The technology has been in use for years but was enhanced after the Rahaf affair. If a woman tries to evade her guardian’s control, a text message is sent. Every year, about a thousand try to leave the country. Most are captured and risk being killed by the family. A few succeed, like Shahad al-Mohaimeed.
Riyadh (AsiaNews) – Saudi Arabia has created an immense electronic database on the country's women to enable their male relatives - father, husband, son - to track their movements and prevent them from fleeing.
Technology is thus used to crack down on women fighting for their freedom and the rights. For human rights groups, the monitoring system, whose existence came to light thanks to an investigative report by Insider, is simply an extension of the extant male guardianship system.
In fact, the database has existed for years and was recently reinforced, following the case of 18-year-old Rahaf Mohammed al-Qunun, who fled her family after abandoning Islam, for fear of being killed.

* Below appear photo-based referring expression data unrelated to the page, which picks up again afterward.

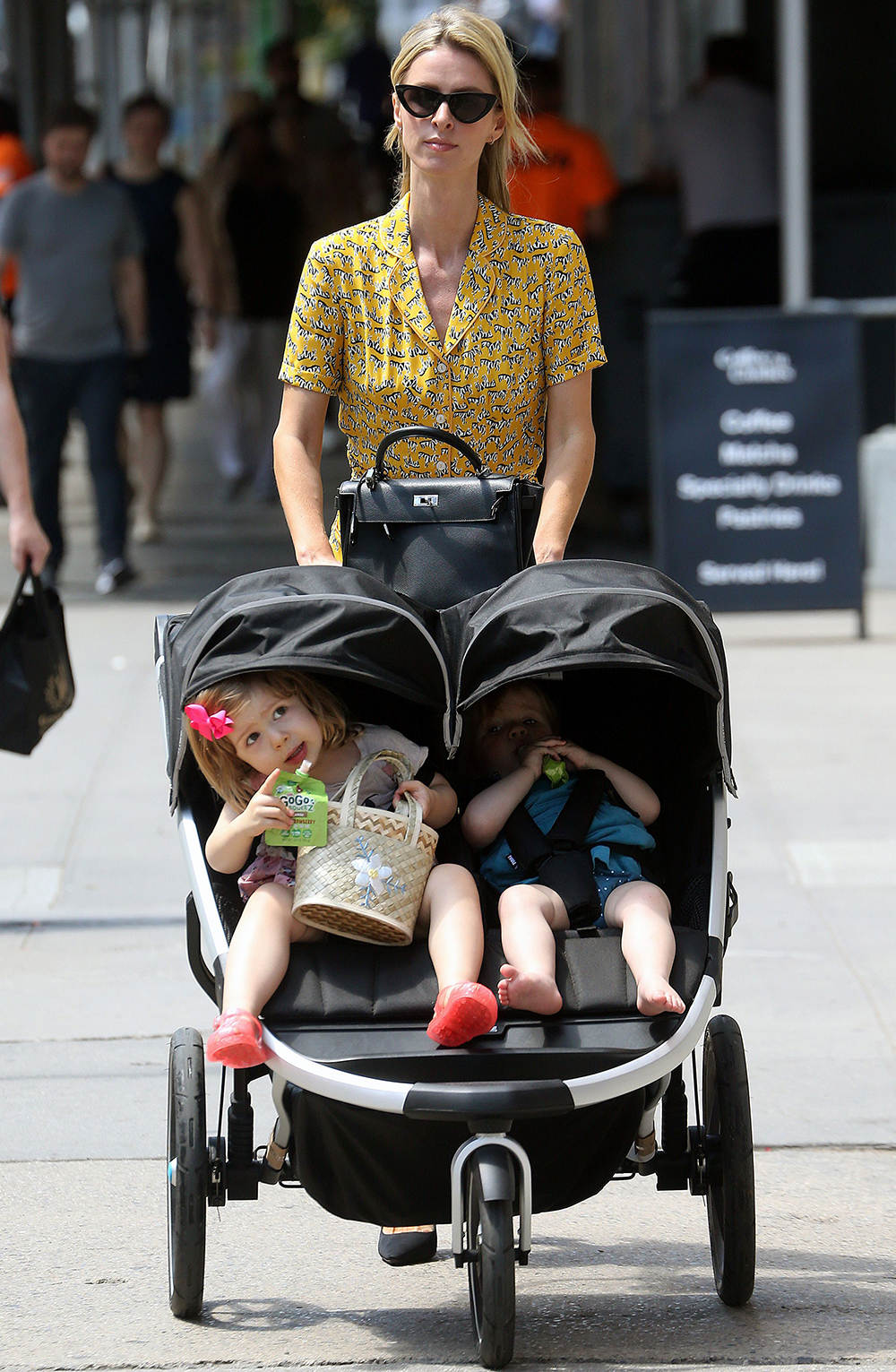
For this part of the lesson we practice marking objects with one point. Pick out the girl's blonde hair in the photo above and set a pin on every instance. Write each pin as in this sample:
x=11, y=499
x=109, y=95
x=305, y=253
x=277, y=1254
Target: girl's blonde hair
x=482, y=39
x=217, y=759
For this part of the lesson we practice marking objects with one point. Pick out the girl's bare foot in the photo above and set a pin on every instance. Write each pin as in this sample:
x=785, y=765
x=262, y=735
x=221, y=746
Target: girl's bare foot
x=658, y=997
x=529, y=991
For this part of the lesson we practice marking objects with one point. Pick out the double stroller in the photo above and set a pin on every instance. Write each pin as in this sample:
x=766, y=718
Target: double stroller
x=375, y=1120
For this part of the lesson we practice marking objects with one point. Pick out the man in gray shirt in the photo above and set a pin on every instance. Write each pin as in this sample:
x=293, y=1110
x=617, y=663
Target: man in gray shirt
x=79, y=246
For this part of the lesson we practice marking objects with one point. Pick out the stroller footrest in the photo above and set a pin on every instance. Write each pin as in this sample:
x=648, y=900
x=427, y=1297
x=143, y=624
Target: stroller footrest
x=487, y=1100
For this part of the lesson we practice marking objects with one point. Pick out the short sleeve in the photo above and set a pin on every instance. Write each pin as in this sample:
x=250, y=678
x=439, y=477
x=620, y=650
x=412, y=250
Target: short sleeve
x=13, y=222
x=573, y=335
x=314, y=343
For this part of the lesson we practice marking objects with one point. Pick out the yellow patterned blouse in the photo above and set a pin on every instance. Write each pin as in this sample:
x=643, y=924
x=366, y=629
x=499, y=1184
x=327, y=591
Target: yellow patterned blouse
x=523, y=320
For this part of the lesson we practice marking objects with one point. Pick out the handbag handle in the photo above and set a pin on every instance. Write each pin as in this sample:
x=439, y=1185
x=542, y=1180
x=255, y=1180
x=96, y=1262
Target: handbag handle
x=423, y=431
x=353, y=785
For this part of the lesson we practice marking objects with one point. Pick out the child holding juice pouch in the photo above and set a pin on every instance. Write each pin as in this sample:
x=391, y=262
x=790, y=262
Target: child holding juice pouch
x=243, y=733
x=515, y=755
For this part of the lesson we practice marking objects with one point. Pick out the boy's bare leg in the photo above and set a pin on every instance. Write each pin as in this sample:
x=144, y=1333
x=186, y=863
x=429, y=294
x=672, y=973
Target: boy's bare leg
x=260, y=950
x=643, y=914
x=529, y=917
x=451, y=912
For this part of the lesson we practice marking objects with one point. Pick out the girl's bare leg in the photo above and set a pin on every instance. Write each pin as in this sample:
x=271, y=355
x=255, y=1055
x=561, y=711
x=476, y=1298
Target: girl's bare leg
x=643, y=914
x=529, y=917
x=451, y=911
x=260, y=950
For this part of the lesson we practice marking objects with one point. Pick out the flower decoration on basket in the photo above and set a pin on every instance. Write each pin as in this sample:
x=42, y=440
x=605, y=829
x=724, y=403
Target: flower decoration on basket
x=372, y=876
x=211, y=726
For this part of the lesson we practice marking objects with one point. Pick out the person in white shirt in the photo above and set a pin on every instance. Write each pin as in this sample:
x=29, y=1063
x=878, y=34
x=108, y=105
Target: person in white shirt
x=720, y=147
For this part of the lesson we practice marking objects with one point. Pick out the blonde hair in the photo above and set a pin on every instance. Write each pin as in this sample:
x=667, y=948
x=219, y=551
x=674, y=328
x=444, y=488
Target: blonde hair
x=479, y=713
x=482, y=39
x=217, y=760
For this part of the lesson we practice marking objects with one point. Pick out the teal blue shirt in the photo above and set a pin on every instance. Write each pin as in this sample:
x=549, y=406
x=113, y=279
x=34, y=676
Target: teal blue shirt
x=612, y=824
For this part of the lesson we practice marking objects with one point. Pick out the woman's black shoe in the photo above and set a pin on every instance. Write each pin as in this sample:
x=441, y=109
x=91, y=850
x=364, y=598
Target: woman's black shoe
x=405, y=1250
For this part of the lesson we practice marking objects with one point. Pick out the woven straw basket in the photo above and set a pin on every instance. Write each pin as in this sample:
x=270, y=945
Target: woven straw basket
x=368, y=881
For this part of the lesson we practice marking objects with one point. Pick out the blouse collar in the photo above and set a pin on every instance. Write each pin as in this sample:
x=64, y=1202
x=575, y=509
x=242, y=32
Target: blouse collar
x=479, y=278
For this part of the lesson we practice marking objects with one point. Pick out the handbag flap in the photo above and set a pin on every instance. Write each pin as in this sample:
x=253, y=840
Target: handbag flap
x=452, y=500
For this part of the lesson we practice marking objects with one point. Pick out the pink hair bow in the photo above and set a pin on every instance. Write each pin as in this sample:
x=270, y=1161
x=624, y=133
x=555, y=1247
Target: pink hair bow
x=211, y=726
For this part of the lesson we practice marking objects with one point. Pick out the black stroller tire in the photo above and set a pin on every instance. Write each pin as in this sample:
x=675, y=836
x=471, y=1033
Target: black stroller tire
x=728, y=1134
x=492, y=1273
x=187, y=1173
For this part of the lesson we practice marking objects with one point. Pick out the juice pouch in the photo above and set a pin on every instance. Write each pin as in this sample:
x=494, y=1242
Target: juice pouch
x=306, y=800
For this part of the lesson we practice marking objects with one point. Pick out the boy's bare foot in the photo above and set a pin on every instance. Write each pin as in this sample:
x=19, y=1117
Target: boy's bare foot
x=529, y=991
x=658, y=997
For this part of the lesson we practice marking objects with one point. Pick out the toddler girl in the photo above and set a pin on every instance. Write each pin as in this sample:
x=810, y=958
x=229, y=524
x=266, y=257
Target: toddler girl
x=513, y=730
x=243, y=733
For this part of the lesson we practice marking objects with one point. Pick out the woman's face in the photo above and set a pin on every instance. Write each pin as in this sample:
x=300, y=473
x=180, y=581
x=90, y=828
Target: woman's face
x=275, y=731
x=144, y=132
x=513, y=723
x=439, y=144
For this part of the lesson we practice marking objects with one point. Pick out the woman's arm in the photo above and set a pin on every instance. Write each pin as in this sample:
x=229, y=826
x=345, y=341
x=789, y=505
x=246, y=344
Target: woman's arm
x=570, y=457
x=298, y=444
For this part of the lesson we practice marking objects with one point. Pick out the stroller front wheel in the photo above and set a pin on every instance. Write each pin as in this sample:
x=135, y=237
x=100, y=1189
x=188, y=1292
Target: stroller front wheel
x=187, y=1173
x=492, y=1264
x=728, y=1143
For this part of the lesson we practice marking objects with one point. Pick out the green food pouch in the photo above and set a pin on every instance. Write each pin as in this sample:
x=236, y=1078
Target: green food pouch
x=555, y=770
x=306, y=800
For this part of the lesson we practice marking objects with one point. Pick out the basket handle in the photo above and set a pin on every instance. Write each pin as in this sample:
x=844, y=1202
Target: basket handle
x=353, y=787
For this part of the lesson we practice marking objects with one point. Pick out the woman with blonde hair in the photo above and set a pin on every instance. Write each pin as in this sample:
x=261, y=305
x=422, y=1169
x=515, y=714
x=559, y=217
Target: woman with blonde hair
x=448, y=312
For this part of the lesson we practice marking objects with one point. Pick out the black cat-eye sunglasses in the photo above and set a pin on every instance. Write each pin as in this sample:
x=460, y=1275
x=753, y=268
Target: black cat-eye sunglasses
x=467, y=106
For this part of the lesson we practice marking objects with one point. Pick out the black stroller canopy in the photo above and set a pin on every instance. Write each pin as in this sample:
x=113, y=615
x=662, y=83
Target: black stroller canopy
x=573, y=615
x=317, y=619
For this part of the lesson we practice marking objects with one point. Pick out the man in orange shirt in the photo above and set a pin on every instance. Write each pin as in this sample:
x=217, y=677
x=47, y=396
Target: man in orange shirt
x=14, y=167
x=575, y=181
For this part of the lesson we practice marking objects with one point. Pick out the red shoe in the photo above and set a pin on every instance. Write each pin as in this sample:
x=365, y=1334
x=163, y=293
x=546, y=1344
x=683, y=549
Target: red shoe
x=237, y=1040
x=461, y=1013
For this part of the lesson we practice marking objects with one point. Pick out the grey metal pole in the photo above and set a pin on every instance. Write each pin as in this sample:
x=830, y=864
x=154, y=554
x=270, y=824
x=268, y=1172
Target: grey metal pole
x=795, y=160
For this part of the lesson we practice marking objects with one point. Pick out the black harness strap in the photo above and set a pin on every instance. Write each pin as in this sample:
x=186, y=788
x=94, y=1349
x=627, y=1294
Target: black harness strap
x=560, y=858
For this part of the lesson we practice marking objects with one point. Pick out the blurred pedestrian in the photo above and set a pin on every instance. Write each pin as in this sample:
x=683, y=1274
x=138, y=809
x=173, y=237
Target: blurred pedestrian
x=575, y=181
x=369, y=85
x=720, y=147
x=79, y=247
x=317, y=146
x=14, y=167
x=257, y=228
x=175, y=257
x=26, y=537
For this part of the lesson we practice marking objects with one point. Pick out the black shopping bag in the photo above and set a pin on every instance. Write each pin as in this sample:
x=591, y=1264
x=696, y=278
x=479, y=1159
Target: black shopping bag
x=36, y=682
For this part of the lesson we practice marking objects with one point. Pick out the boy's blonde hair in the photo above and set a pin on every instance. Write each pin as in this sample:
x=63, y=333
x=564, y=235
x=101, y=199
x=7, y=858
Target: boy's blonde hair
x=478, y=715
x=482, y=39
x=217, y=757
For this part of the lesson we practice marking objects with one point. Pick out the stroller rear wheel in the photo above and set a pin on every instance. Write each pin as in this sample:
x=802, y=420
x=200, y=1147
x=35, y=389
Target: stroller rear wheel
x=187, y=1173
x=728, y=1143
x=492, y=1256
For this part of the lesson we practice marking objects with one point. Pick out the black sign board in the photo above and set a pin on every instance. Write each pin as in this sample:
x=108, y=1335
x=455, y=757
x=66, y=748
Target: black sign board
x=755, y=431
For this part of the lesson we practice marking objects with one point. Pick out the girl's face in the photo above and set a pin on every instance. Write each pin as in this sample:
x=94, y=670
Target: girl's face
x=513, y=723
x=439, y=144
x=275, y=731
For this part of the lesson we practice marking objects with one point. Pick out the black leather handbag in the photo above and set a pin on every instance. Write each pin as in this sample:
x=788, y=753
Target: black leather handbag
x=438, y=539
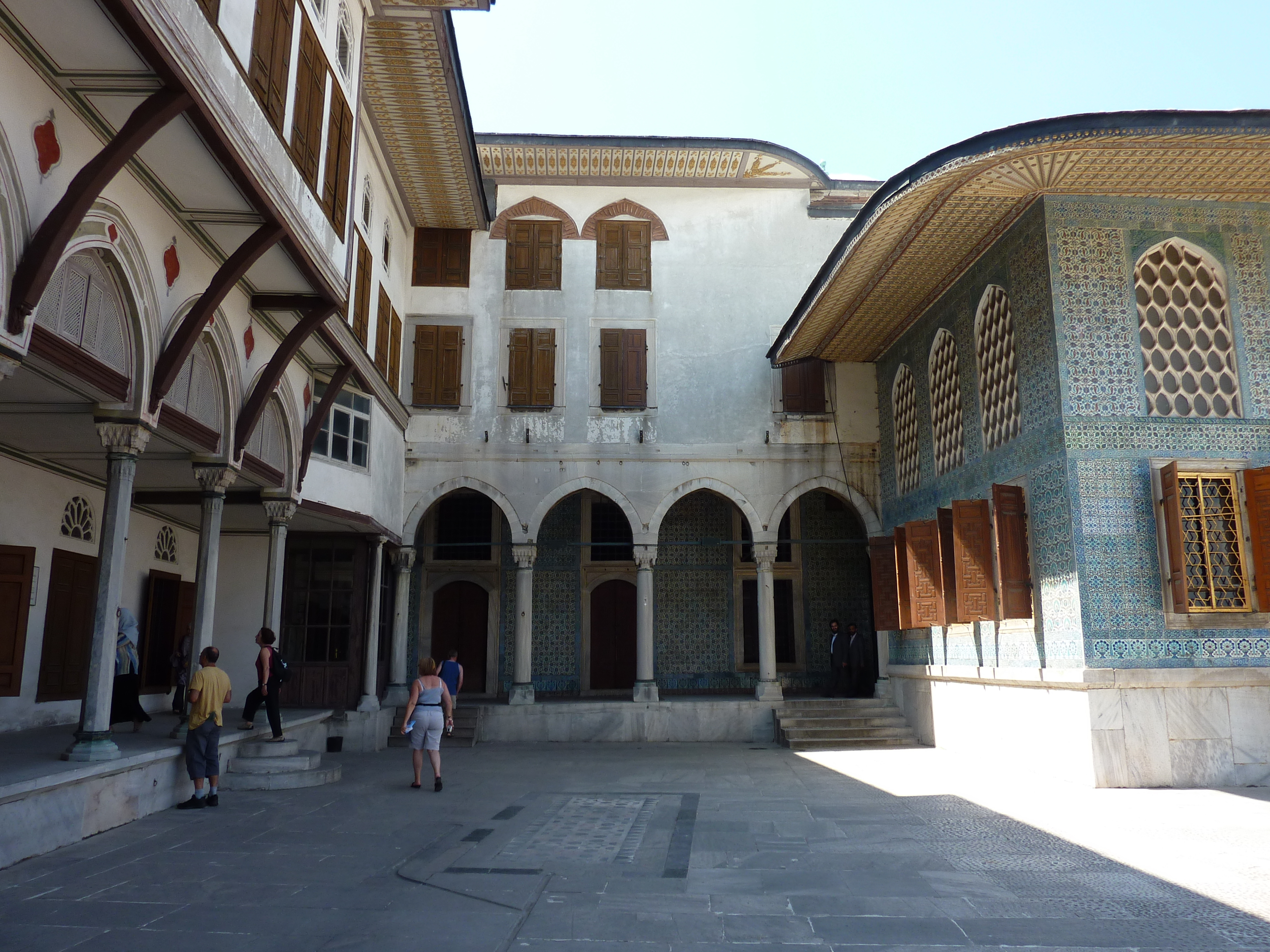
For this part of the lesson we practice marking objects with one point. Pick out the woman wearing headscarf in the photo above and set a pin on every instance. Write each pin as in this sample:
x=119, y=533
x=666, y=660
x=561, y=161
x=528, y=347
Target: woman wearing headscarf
x=125, y=699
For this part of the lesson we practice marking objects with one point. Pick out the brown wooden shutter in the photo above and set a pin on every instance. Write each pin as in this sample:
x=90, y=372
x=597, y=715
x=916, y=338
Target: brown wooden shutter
x=310, y=100
x=544, y=367
x=882, y=563
x=450, y=351
x=610, y=367
x=17, y=566
x=972, y=562
x=339, y=155
x=395, y=353
x=520, y=368
x=423, y=393
x=948, y=564
x=925, y=574
x=362, y=300
x=1011, y=518
x=1170, y=502
x=383, y=329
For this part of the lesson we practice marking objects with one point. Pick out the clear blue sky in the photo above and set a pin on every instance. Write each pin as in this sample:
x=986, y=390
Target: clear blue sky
x=865, y=88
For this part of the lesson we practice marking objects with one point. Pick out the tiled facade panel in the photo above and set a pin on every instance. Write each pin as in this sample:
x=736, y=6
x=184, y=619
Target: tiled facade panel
x=1094, y=245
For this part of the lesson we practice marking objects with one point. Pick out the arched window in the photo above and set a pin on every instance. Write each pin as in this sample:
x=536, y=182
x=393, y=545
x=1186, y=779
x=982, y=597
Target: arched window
x=999, y=368
x=903, y=400
x=947, y=433
x=1184, y=325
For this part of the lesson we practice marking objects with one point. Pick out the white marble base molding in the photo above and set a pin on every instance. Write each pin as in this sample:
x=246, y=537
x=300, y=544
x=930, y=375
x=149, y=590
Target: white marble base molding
x=1099, y=727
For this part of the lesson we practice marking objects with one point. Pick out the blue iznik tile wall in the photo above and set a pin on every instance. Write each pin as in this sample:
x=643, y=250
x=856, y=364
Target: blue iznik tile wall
x=1094, y=244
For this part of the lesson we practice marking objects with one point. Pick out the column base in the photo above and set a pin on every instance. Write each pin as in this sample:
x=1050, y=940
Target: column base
x=93, y=746
x=521, y=695
x=397, y=696
x=646, y=691
x=769, y=691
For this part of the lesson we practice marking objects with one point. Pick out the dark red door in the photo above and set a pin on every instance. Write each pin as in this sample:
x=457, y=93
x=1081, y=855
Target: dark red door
x=613, y=636
x=460, y=620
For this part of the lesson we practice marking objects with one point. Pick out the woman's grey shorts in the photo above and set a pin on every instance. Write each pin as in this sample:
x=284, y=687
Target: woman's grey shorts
x=426, y=734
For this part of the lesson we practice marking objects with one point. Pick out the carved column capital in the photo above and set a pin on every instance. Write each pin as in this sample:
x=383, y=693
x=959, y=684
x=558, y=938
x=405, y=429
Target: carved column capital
x=215, y=479
x=124, y=438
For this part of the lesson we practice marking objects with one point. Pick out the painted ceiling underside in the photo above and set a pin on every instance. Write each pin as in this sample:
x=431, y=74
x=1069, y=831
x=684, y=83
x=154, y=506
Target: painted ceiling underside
x=919, y=237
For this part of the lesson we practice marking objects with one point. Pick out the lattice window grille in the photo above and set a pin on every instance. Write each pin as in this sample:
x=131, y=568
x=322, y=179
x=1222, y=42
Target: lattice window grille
x=1212, y=542
x=78, y=519
x=166, y=545
x=903, y=398
x=947, y=432
x=999, y=368
x=1184, y=325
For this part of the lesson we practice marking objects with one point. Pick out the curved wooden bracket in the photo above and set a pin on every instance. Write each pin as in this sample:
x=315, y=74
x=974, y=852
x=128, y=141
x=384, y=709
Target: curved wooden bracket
x=50, y=240
x=337, y=382
x=249, y=415
x=173, y=357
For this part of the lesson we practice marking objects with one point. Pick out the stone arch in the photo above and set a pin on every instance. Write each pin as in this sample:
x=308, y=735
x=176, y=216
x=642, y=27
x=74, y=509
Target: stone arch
x=426, y=502
x=624, y=206
x=535, y=206
x=577, y=485
x=848, y=494
x=756, y=526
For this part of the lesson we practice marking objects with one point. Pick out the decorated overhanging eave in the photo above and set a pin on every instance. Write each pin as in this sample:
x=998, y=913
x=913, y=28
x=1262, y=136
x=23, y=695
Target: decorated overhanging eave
x=927, y=225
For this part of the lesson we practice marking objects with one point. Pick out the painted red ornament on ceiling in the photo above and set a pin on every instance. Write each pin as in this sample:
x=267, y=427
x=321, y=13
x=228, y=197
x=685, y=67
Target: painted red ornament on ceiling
x=49, y=150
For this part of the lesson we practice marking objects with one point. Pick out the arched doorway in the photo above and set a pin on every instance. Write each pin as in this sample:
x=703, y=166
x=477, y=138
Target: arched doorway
x=613, y=636
x=460, y=620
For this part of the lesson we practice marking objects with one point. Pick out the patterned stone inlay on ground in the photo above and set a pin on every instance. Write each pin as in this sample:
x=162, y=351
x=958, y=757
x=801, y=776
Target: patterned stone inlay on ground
x=587, y=829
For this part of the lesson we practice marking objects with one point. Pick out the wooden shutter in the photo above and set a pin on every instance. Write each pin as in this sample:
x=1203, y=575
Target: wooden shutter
x=520, y=364
x=544, y=367
x=339, y=157
x=310, y=100
x=948, y=566
x=271, y=57
x=17, y=566
x=450, y=351
x=972, y=562
x=925, y=574
x=1011, y=519
x=423, y=393
x=383, y=329
x=362, y=300
x=395, y=353
x=1170, y=502
x=610, y=367
x=882, y=562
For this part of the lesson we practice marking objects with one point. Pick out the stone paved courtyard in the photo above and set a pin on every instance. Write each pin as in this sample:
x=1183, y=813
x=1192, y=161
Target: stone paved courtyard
x=651, y=848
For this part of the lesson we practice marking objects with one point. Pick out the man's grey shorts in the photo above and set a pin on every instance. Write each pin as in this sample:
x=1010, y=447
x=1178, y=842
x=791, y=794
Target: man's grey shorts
x=204, y=751
x=429, y=723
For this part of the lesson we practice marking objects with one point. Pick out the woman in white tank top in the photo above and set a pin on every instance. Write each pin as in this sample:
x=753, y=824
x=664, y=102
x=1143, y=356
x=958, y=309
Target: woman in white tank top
x=430, y=697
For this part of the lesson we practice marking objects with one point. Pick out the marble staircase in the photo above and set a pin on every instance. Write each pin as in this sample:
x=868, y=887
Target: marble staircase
x=284, y=766
x=832, y=724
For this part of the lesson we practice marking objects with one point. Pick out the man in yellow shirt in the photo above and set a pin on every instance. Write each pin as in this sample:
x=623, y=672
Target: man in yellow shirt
x=209, y=692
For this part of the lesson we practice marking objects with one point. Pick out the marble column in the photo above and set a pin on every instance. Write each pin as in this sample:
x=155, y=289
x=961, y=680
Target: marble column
x=370, y=680
x=124, y=443
x=523, y=664
x=769, y=689
x=280, y=512
x=399, y=680
x=646, y=689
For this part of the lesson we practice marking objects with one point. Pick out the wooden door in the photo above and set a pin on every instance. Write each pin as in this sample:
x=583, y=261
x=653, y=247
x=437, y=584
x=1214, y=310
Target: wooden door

Stuck for days in Thailand waiting for a visa to Australia, her story became frontpage news all over the world. After a while, the United Nations intervened granting her refugee status and Canada accepted to take her, angering Saudi Arabia.
Male guardianship is a form of gender apartheid, which binds women to a male guardian. It applies to what women do online and in social media, as well as in real life.
The digitised guardianship system works thanks to the use of a mobile app called Absher, Arabic for preacher, which also allows people to pay fines or renew licenses, interacting directly with the Ministry of the Interior.
The system – little known among Western media – contains a registry of the country’s women and the means to ban them from travelling abroad or seize them should they try to escape.
The country’s borders are in fact integrated with the Absher alert system. Whenever a passport is used (authorised or not), a text message is sent.
This way male guardians can determine when, from which airports and for how long women travel, giving them the means to trap women in Saudi Arabia if they wish.
At least a thousand women try to flee Saudi Arabia every year. experts told Insider that text alerts have enabled many men to catch family members before they make it out.
One of the many stories cited by Insider is that of Shahad al-Mohaimeed who took advantage of a family holiday at a Turkish tourist resort on the Black Sea to flee.
The young woman left the hotel in the middle of the night, after taking her relatives and guardians' cell phones to avoid being discovered.
Today she lives in Tbilisi, Georgia. "When we decide to leave," she explained, "we decide to put our lives on the line. Because if we don't succeed, our families are going to kill us. It's shameful to have a daughter leave."
"There is no support for the beaten," she added, "even when it's reported, police are always on the man's side."